The fastest algorithm for finding connected components given an edge list is the union-find algorithm: for each node, hold the pointer to a node in the same set, with all edges converging to the same node, if you find a path of length at least 2, reconnect the bottom node upwards.
This will definitely run in linear time:
- push all edges into a union-find structure: O(n)
- store each node in its set (the union-find root)
and update the set of non-empty sets: O(n)
- return the set of non-empty sets (graph components).
Since the list of edges already almost forms a union-find tree, it is possible to skip the first step:
for each node
- if the node is not marked as collected
-- walk along the edges until you find an order-1 or order-2 loop,
collecting nodes en-route
-- reconnect all nodes to the end of the path and consider it a root for the set.
-- store all nodes in the set for the root.
-- update the set of non-empty sets.
-- mark all nodes as collected.
return the set of non-empty sets
The second algorithm is linear as well, but only a benchmark will tell if it's actually faster. The strength of the union-find algorithm is its optimization. This delays the optimization to the second step but removes the first step completely.
You can probably squeeze out a little more performance if you join the union step with the nearest neighbor calculation, then collect the sets in the second pass.
If you want to do it sequencially you can do it using weighted quick union and path compression .Complexity O(N+Mlog(log(N))).check this link .
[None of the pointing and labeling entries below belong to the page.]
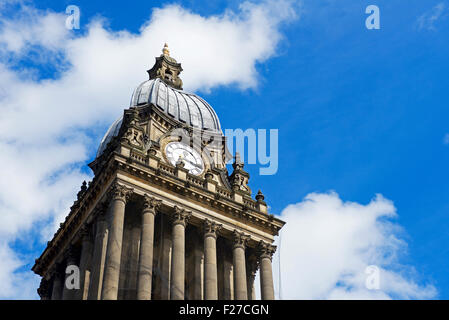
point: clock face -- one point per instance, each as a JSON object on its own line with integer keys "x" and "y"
{"x": 191, "y": 158}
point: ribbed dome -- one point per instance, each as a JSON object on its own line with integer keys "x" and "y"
{"x": 184, "y": 107}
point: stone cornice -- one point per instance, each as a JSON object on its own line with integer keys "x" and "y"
{"x": 220, "y": 200}
{"x": 78, "y": 214}
{"x": 192, "y": 188}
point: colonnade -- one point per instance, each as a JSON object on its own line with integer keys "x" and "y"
{"x": 100, "y": 257}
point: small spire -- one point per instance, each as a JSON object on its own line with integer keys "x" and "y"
{"x": 165, "y": 50}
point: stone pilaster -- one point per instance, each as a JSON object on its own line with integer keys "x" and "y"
{"x": 199, "y": 272}
{"x": 58, "y": 282}
{"x": 119, "y": 196}
{"x": 71, "y": 260}
{"x": 180, "y": 218}
{"x": 85, "y": 263}
{"x": 240, "y": 283}
{"x": 210, "y": 260}
{"x": 252, "y": 267}
{"x": 150, "y": 206}
{"x": 266, "y": 273}
{"x": 99, "y": 255}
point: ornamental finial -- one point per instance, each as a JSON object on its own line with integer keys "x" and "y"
{"x": 165, "y": 50}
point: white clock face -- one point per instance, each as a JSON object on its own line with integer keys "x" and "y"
{"x": 191, "y": 158}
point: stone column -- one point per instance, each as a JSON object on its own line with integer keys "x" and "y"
{"x": 252, "y": 267}
{"x": 150, "y": 206}
{"x": 99, "y": 256}
{"x": 199, "y": 272}
{"x": 85, "y": 263}
{"x": 180, "y": 219}
{"x": 266, "y": 272}
{"x": 58, "y": 279}
{"x": 210, "y": 260}
{"x": 240, "y": 286}
{"x": 120, "y": 194}
{"x": 163, "y": 268}
{"x": 69, "y": 293}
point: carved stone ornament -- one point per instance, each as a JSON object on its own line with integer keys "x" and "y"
{"x": 120, "y": 192}
{"x": 211, "y": 228}
{"x": 266, "y": 250}
{"x": 240, "y": 239}
{"x": 134, "y": 137}
{"x": 151, "y": 204}
{"x": 180, "y": 216}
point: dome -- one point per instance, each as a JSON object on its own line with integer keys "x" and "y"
{"x": 184, "y": 107}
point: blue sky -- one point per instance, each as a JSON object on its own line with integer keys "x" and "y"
{"x": 360, "y": 112}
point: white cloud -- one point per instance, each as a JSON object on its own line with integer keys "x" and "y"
{"x": 327, "y": 244}
{"x": 428, "y": 19}
{"x": 47, "y": 125}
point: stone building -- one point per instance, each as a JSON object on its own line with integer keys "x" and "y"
{"x": 162, "y": 218}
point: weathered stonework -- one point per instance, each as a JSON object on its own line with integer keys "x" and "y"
{"x": 128, "y": 225}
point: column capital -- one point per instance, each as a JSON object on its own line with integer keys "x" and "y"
{"x": 240, "y": 239}
{"x": 266, "y": 250}
{"x": 151, "y": 204}
{"x": 120, "y": 192}
{"x": 180, "y": 216}
{"x": 211, "y": 228}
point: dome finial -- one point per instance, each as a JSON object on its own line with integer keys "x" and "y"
{"x": 165, "y": 50}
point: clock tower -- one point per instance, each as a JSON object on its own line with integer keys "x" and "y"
{"x": 162, "y": 218}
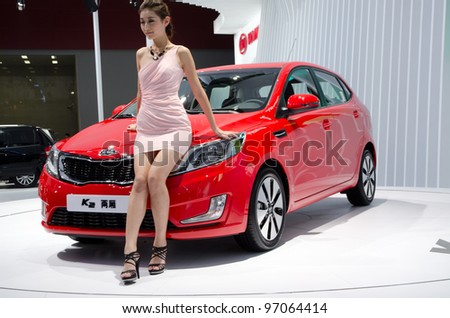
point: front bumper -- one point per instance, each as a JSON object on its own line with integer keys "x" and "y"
{"x": 191, "y": 195}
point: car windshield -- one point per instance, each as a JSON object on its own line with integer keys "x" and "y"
{"x": 230, "y": 91}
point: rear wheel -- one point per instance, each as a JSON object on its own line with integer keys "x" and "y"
{"x": 266, "y": 213}
{"x": 364, "y": 191}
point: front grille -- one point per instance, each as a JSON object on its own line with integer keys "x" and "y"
{"x": 92, "y": 220}
{"x": 82, "y": 170}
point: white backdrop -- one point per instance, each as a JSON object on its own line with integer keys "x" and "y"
{"x": 393, "y": 54}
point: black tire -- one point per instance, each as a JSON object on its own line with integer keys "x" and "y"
{"x": 26, "y": 181}
{"x": 364, "y": 191}
{"x": 266, "y": 213}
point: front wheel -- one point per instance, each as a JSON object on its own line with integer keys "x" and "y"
{"x": 266, "y": 213}
{"x": 364, "y": 191}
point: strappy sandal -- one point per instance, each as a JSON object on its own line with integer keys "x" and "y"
{"x": 132, "y": 258}
{"x": 160, "y": 252}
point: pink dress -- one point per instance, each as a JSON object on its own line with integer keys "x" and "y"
{"x": 162, "y": 122}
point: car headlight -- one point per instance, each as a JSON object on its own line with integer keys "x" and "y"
{"x": 52, "y": 162}
{"x": 209, "y": 153}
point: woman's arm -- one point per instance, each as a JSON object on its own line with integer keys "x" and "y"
{"x": 138, "y": 94}
{"x": 188, "y": 65}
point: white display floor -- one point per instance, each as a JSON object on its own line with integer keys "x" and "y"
{"x": 330, "y": 249}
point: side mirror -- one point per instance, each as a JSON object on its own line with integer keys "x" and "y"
{"x": 298, "y": 103}
{"x": 118, "y": 109}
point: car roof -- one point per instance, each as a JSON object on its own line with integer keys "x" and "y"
{"x": 258, "y": 65}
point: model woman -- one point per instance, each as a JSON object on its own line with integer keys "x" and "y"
{"x": 163, "y": 131}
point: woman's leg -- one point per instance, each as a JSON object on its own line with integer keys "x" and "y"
{"x": 137, "y": 203}
{"x": 162, "y": 165}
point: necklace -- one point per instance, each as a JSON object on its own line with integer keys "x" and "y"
{"x": 155, "y": 55}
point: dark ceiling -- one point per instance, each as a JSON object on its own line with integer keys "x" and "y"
{"x": 67, "y": 25}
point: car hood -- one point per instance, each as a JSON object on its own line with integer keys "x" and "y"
{"x": 110, "y": 138}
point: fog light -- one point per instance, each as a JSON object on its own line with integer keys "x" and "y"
{"x": 215, "y": 211}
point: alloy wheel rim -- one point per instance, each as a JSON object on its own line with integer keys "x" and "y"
{"x": 368, "y": 177}
{"x": 270, "y": 208}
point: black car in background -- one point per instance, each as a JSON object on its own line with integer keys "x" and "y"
{"x": 23, "y": 151}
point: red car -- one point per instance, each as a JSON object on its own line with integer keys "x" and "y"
{"x": 304, "y": 135}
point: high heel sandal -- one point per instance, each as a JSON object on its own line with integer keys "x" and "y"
{"x": 160, "y": 252}
{"x": 132, "y": 258}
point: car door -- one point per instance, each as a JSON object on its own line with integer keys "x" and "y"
{"x": 343, "y": 140}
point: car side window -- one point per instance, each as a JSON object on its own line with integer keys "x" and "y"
{"x": 300, "y": 82}
{"x": 332, "y": 88}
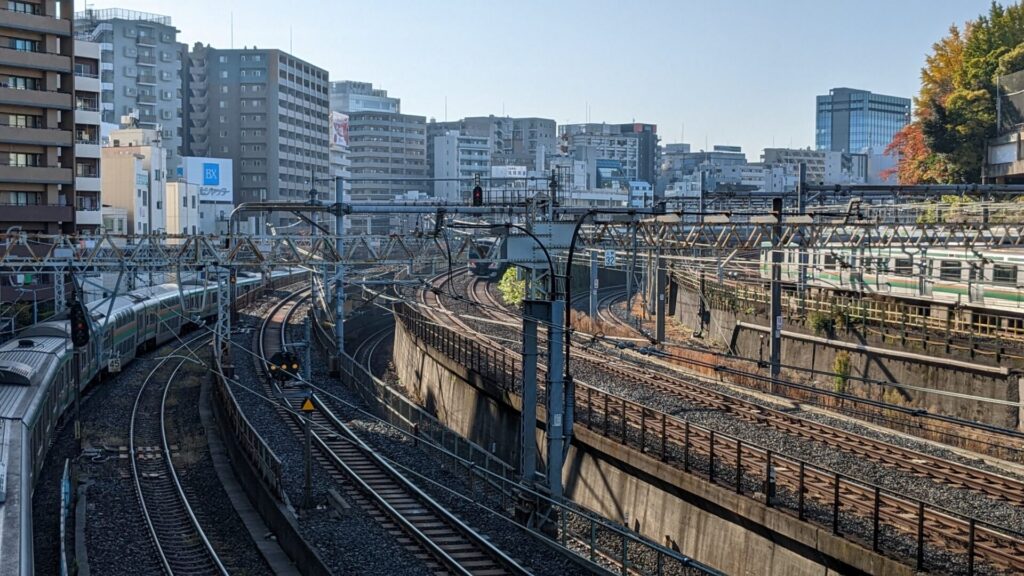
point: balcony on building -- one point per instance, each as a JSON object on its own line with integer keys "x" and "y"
{"x": 34, "y": 207}
{"x": 35, "y": 59}
{"x": 32, "y": 17}
{"x": 35, "y": 136}
{"x": 35, "y": 98}
{"x": 86, "y": 77}
{"x": 87, "y": 209}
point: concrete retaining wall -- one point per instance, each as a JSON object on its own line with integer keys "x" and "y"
{"x": 709, "y": 523}
{"x": 278, "y": 518}
{"x": 867, "y": 360}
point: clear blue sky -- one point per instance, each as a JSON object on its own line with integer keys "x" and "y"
{"x": 731, "y": 72}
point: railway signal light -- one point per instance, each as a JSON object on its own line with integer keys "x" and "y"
{"x": 284, "y": 366}
{"x": 79, "y": 324}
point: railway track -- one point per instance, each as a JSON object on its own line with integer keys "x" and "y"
{"x": 953, "y": 474}
{"x": 816, "y": 492}
{"x": 181, "y": 544}
{"x": 422, "y": 525}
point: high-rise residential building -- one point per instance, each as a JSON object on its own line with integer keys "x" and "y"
{"x": 135, "y": 176}
{"x": 514, "y": 141}
{"x": 823, "y": 166}
{"x": 458, "y": 159}
{"x": 141, "y": 70}
{"x": 37, "y": 125}
{"x": 265, "y": 110}
{"x": 389, "y": 146}
{"x": 349, "y": 95}
{"x": 857, "y": 121}
{"x": 88, "y": 203}
{"x": 635, "y": 146}
{"x": 381, "y": 141}
{"x": 647, "y": 161}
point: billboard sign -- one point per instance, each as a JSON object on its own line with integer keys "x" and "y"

Here is the pseudocode .honoring #pycho 's words
`
public class QuickUnion
{
private int[] id;
public QuickUnion(int N)
{
id = new int[N];
for (int i = 0; i < N; i++) id[i] = i;
}
public int root(int i)
{
while (i != id[i])
{
id[i] = id[id[i]];
i = id[i];
}
return i;
}
public boolean find(int p, int q)
{
return root(p) == root(q);
}
public void unite(int p, int q)
{
int i = root(p);
int j = root(q);
id[i] = j;
}
}
`
#reference https://www.cs.princeton.edu/~rs/AlgsDS07/01UnionFind.pdf
If you want to find connected components parallely, the asymptotic complexity can be reduced to O(log(log(N)) time using pointer jumping and weighted quick union with path compression. Check this link
https://vishwasshanbhog.wordpress.com/2016/05/04/efficient-parallel-algorithm-to-find-the-connected-components-of-the-graphs/
Since each node has only one outgoing edge, you can just traverse the graph one edge at a time until you get to a vertex you've already visited. An out-degree of 1 means any further traversal at this point will only take you where you've already been. The traversed vertices in that path are all in the same component.
In your example:
0->1->2->3->2, so [0,1,2,3] is a component
4->2, so update the component to [0,1,2,3,4]
5->6->7->6, so [5,6,7] is a component
8->6, so update the compoent to [5,6,7,8]
9->8, so update the compoent to [5,6,7,8,9]
You can visit each node exactly once, so time is O(n). Space is O(n) since all you need is a component id for each node, and a list of component ids.